Announcement

Collapse
No announcement yet.
X
  • Filter
  • Time
  • Show
Clear All
new posts

  • Xtivreg with interaction

    Dear all,

    Currently, I am running into some trouble with xtivreg in combination with an interaction

    I am researching the effect of bilateral tax treaties on FDI inflow, with several control variables and fixed effects for the source and resident country and year. My main independent variable is a dummy denoting whether a country pair has concluded a bilateral tax treaty. As instruments, I am using two dummies on common language and colonial relationship, a continuous variable on the number of treaties closed prior to the year of interest and the GDP of the source country. Because my independent variable is a dummy, I have to use a probit model to estimate the first stage regression before I can estimate the second stage regression.

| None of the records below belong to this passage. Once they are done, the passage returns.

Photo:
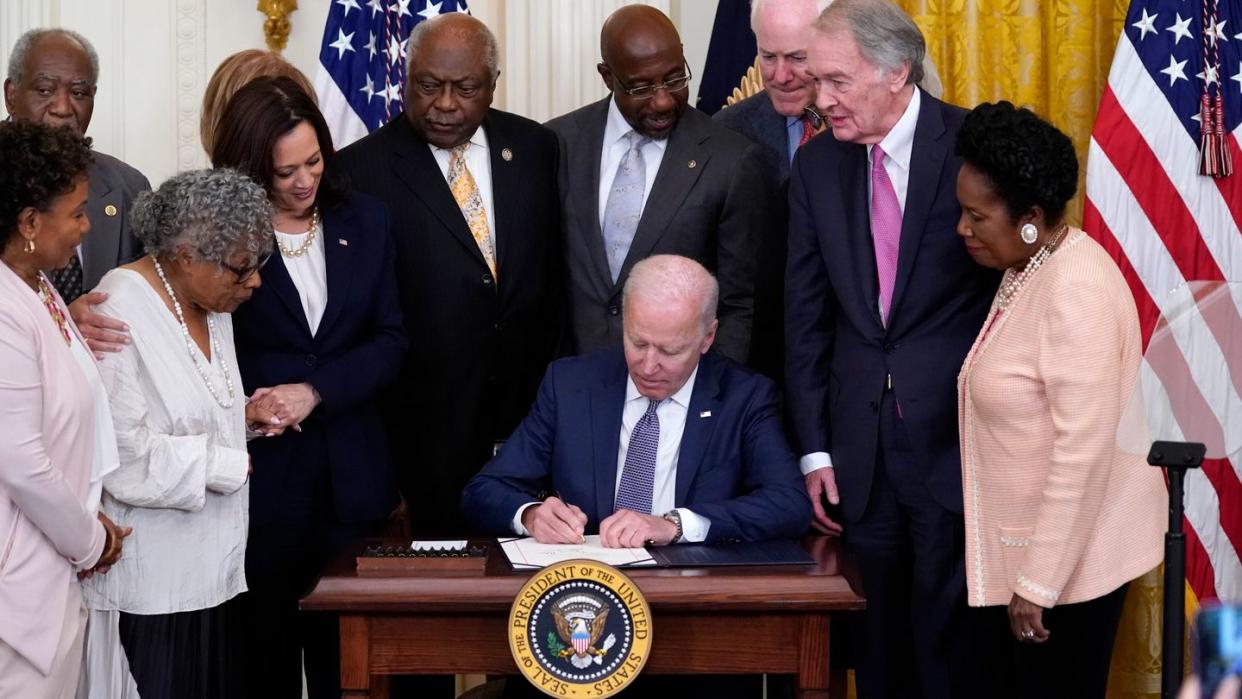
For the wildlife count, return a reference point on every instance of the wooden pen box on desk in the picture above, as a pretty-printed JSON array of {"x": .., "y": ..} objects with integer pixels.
[{"x": 398, "y": 558}]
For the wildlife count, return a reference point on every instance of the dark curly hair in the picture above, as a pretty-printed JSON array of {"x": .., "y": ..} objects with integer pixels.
[
  {"x": 260, "y": 114},
  {"x": 1028, "y": 160},
  {"x": 40, "y": 164}
]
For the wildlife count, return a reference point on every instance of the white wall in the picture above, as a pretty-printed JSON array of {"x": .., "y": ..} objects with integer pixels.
[{"x": 155, "y": 57}]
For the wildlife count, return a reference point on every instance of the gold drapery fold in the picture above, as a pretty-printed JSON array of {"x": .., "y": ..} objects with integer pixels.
[{"x": 1048, "y": 55}]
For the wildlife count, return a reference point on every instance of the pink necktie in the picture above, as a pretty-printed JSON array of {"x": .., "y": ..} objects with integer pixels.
[{"x": 886, "y": 227}]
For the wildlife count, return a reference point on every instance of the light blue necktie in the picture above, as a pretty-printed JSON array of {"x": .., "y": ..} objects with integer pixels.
[
  {"x": 639, "y": 474},
  {"x": 625, "y": 204}
]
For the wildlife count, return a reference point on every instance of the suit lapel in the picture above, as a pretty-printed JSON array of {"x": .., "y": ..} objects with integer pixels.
[
  {"x": 276, "y": 277},
  {"x": 699, "y": 426},
  {"x": 102, "y": 246},
  {"x": 853, "y": 179},
  {"x": 506, "y": 186},
  {"x": 927, "y": 160},
  {"x": 586, "y": 150},
  {"x": 606, "y": 402},
  {"x": 416, "y": 166},
  {"x": 672, "y": 186},
  {"x": 337, "y": 261}
]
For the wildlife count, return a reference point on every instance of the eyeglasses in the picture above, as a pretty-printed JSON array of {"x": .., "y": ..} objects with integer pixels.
[
  {"x": 812, "y": 116},
  {"x": 648, "y": 91},
  {"x": 245, "y": 273}
]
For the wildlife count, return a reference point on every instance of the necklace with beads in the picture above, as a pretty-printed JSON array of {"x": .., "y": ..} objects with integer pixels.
[
  {"x": 49, "y": 298},
  {"x": 1015, "y": 281},
  {"x": 190, "y": 348},
  {"x": 306, "y": 245}
]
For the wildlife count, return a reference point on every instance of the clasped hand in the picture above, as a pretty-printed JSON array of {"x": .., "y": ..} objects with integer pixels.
[
  {"x": 555, "y": 522},
  {"x": 112, "y": 546},
  {"x": 271, "y": 410}
]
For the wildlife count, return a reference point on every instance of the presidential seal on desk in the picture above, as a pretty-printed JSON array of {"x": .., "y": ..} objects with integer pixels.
[{"x": 580, "y": 628}]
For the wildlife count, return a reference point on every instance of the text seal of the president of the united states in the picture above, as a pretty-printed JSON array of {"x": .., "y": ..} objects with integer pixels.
[{"x": 580, "y": 628}]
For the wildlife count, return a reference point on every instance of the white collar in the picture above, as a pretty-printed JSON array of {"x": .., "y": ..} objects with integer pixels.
[
  {"x": 898, "y": 143},
  {"x": 681, "y": 397},
  {"x": 616, "y": 128},
  {"x": 478, "y": 138}
]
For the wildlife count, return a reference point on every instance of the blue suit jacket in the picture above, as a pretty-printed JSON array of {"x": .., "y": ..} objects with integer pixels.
[
  {"x": 838, "y": 351},
  {"x": 734, "y": 466},
  {"x": 355, "y": 353}
]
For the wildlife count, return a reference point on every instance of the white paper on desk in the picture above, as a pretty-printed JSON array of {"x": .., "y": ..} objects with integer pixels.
[{"x": 528, "y": 554}]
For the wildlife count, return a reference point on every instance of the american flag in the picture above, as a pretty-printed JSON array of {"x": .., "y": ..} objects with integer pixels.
[
  {"x": 1174, "y": 234},
  {"x": 360, "y": 81}
]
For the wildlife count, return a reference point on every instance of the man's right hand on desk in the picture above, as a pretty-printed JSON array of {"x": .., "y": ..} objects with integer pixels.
[
  {"x": 554, "y": 522},
  {"x": 821, "y": 484}
]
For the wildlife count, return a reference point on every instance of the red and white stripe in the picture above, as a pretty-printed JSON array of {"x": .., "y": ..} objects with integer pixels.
[{"x": 1175, "y": 232}]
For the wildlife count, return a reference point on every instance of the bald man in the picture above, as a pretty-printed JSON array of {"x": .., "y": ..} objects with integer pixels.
[
  {"x": 52, "y": 78},
  {"x": 643, "y": 173},
  {"x": 472, "y": 194}
]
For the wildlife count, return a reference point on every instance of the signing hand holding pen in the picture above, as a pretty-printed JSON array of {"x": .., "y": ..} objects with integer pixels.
[{"x": 554, "y": 522}]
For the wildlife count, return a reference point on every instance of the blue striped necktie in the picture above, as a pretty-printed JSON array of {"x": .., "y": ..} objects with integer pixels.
[{"x": 639, "y": 474}]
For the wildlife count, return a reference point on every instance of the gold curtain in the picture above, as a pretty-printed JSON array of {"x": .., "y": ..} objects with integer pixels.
[
  {"x": 1048, "y": 55},
  {"x": 1052, "y": 56}
]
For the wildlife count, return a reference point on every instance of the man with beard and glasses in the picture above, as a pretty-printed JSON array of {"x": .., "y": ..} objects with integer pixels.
[{"x": 641, "y": 173}]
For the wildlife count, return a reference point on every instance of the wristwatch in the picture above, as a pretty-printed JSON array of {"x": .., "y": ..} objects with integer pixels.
[{"x": 676, "y": 518}]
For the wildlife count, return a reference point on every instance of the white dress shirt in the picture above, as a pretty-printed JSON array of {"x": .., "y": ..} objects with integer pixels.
[
  {"x": 308, "y": 272},
  {"x": 478, "y": 162},
  {"x": 615, "y": 144},
  {"x": 898, "y": 144},
  {"x": 183, "y": 482},
  {"x": 672, "y": 423}
]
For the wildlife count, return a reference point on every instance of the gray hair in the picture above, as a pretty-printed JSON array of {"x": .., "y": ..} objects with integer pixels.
[
  {"x": 213, "y": 212},
  {"x": 18, "y": 57},
  {"x": 886, "y": 35},
  {"x": 491, "y": 49},
  {"x": 758, "y": 5},
  {"x": 671, "y": 278}
]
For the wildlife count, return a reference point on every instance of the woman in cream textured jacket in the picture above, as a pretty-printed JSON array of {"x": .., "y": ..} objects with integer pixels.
[{"x": 1058, "y": 518}]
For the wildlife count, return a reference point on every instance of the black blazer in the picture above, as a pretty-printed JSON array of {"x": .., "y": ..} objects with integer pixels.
[
  {"x": 709, "y": 201},
  {"x": 734, "y": 466},
  {"x": 349, "y": 360},
  {"x": 838, "y": 351},
  {"x": 478, "y": 345}
]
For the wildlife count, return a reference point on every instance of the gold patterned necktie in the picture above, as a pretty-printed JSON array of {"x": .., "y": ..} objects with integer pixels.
[{"x": 471, "y": 202}]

    My regression is formulated as follows:

    Code:
    probit tt_d comlang_off colony treaties_s ln_Openness_1 ln_GDP_pc_1 ln_Telephone_1 RoL_1 ln_Gov_exp_1 ln_GDP_Growth_1 ln_av_CPI_5 ln_M2_growth_1 i.year i.Country_e i.cou_e, robust
    predict tt_d_iv, xb
    xtivreg ln_FDI (tt_d=tt_d_iv) ln_Openness_1 ln_GDP_pc_1 ln_Telephone_1 RoL_1 ln_Gov_exp_1 ln_GDP_Growth_1 ln_av_CPI_5 ln_M2_growth_1 i.year i.Country_e i.cou_e, re

    Next, I would like to make an interaction between the instrumented variable tt_d and the categorical variable income level, denoting four country income level groups.
    I have already tried to use the standard interaction method:
    Code:
     xtivreg ln_FDI c.(tt_d=tt_d_iv)##i.Income_level_S_e ln_Openness_1 ln_GDP_pc_1 ln_Telephone_1 RoL_1 ln_Gov_exp_1 ln_GDP_Growth_1 ln_av_CPI_5 ln_M2_growth_1 i.year i.Country_e i.cou_e, re
    However, Stata then states that the parentheses are imbalanced.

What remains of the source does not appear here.